Nonparametric machine learning for precision medicine with longitudinal clinical trials and Bayesian additive regression trees with mixed models.
Charles SpanbauerRodney SparapaniPublished in: Statistics in medicine (2021)
Precision medicine is an active area of research that could offer an analytic paradigm shift for clinical trials and the subsequent treatment decisions based on them. Clinical trials are typically analyzed with the intent of discovering beneficial treatments if the same treatment is applied to the entire population under study.

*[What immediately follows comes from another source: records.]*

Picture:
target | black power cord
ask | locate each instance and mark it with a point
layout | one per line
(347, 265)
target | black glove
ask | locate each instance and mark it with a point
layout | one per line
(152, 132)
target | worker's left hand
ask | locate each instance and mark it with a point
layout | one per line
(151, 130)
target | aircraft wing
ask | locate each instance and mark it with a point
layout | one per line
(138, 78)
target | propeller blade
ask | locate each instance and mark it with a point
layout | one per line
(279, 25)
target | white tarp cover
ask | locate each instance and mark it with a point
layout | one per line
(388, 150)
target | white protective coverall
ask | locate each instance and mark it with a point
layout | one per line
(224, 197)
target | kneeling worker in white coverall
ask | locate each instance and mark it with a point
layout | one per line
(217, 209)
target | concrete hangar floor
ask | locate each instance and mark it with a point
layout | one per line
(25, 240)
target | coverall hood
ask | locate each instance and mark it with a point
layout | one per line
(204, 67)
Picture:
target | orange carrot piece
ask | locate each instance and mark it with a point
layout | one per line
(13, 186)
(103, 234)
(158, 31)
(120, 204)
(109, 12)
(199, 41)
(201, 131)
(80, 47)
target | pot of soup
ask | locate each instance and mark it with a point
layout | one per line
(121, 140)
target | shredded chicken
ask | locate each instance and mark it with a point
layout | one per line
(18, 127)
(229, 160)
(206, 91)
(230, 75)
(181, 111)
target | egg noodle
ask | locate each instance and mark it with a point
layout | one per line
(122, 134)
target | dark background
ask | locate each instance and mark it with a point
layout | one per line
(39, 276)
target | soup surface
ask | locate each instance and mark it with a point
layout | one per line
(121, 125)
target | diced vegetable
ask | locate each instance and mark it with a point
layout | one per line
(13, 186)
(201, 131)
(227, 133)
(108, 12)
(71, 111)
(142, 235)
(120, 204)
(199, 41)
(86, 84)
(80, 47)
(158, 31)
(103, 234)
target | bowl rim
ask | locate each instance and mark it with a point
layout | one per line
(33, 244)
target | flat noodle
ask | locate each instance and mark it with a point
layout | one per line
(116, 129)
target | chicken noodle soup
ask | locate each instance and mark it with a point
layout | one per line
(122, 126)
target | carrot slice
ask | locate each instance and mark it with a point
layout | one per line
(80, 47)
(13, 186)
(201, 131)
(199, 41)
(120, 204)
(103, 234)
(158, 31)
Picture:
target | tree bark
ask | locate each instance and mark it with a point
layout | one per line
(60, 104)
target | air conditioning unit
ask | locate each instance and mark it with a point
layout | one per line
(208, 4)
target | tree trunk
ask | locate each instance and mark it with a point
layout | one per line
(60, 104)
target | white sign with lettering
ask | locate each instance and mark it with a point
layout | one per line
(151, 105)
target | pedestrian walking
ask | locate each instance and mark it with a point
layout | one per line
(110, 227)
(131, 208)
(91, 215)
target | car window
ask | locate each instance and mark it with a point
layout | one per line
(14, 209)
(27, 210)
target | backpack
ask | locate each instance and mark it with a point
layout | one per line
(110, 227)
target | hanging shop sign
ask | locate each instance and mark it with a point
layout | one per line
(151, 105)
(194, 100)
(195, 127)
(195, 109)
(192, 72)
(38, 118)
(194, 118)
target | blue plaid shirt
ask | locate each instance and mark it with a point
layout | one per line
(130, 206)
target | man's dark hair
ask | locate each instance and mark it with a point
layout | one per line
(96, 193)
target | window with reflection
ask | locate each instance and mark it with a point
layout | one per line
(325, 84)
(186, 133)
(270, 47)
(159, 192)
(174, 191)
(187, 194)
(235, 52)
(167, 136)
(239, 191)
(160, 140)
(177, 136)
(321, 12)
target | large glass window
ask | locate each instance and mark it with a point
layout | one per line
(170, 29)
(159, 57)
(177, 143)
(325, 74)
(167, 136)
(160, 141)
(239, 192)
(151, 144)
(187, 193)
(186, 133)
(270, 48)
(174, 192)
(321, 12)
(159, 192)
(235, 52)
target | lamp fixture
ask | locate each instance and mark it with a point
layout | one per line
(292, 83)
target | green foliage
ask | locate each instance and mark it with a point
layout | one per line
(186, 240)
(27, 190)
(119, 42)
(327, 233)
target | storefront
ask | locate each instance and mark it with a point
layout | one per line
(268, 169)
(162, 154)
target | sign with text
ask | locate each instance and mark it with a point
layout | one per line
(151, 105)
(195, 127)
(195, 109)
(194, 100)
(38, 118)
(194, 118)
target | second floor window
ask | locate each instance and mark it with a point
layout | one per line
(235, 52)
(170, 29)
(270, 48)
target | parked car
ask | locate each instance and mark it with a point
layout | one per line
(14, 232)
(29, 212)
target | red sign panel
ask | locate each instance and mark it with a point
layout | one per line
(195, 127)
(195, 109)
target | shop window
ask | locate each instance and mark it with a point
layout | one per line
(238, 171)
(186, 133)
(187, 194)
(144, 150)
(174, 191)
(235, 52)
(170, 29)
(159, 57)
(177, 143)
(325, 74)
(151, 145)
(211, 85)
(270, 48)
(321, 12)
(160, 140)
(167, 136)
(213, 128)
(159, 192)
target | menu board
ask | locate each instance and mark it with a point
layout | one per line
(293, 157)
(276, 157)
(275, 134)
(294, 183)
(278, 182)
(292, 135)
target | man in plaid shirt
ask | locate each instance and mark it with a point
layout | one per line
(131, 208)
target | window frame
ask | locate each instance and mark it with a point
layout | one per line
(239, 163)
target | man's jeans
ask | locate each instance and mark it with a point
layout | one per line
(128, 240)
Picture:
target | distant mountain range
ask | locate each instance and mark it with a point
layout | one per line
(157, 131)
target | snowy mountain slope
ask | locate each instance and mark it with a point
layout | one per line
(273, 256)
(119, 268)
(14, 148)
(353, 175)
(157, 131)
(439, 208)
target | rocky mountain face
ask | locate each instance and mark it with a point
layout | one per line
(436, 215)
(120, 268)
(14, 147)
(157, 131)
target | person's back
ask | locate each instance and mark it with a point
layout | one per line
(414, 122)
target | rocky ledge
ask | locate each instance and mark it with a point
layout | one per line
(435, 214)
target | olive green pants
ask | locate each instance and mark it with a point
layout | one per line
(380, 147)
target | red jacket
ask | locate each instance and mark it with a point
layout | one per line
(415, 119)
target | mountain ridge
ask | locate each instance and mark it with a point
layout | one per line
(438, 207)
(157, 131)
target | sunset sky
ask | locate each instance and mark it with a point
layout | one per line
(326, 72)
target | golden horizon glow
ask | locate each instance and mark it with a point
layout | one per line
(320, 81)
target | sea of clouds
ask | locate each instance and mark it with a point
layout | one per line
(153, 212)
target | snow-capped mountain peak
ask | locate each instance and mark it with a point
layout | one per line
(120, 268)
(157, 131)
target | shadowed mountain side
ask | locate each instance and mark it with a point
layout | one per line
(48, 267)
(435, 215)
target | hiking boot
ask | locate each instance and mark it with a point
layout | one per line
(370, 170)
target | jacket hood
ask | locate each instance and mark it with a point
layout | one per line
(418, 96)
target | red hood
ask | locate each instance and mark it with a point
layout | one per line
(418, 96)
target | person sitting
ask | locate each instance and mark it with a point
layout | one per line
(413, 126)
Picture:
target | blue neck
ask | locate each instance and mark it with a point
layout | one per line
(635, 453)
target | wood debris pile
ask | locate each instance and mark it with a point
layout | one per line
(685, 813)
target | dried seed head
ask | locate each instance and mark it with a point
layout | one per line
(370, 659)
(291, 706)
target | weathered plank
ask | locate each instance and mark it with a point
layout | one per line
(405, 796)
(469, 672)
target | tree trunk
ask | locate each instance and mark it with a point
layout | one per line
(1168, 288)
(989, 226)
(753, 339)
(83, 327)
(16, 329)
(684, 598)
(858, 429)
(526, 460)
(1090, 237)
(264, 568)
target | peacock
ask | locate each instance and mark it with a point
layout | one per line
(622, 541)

But, such a treatment strategy could be suboptimal if subsets of the population exhibit varying treatment effects. Identifying subsets of the population experiencing differential treatment effect and forming individualized treatment rules is a task well-suited to modern machine learning methods such as tree-based ensemble predictive models. Specifically, Bayesian additive regression trees (BART) has shown promise in this regard because of its exceptional performance in out-of-sample prediction. Due to the unique inferential needs of precision medicine for clinical trials, we have proposed the BART extensions explicated here. We incorporate random effects for longitudinal repeated measures and subject clustering within medical centers. The addition of a novel interaction detection prior to identify treatment heterogeneity among clinical trial patients and its association with patient characteristics. These extensions are unified under a framework that we call mixedBART. Simulation studies and applications of precision medicine based on real randomized clinical trials data examples are presented.